Provider selection: DigitalOcean ​

The infrastructure is hosted on DigitalOcean. Compared to hyperscalers (AWS, GCP, Azure), DigitalOcean offers a more straightforward management experience, a shallower learning curve, and a control panel that does not require specialised cloud expertise. Pricing is fixed monthly for all main resources (cluster nodes, managed database, block storage, load balancer), with no variable pricing mechanisms.

DigitalOcean supports PostGIS extensions in its managed database service, an essential requirement for the project's spatial operations. The service catalogue covers all components needed for the MAPS architecture without requiring integrations with external providers.

Container orchestration: Kubernetes (DOKS) ​

Platform services are deployed as containers orchestrated by Kubernetes, using the managed version offered by DigitalOcean (DOKS — DigitalOcean Kubernetes Service).
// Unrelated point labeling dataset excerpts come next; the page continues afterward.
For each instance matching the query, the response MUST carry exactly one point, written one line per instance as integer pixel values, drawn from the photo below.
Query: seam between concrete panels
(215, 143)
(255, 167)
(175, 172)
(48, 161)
The choice of Kubernetes over Docker Compose is motivated by three considerations. The first is declarative infrastructure management: Kubernetes describes the desired state of the system in versionable manifests, with automatic convergence. If a container stops it is recreated; if a node becomes unavailable, workloads are redistributed to the remaining ones. Docker Compose offers no equivalent for self-healing or for distribution across multiple nodes.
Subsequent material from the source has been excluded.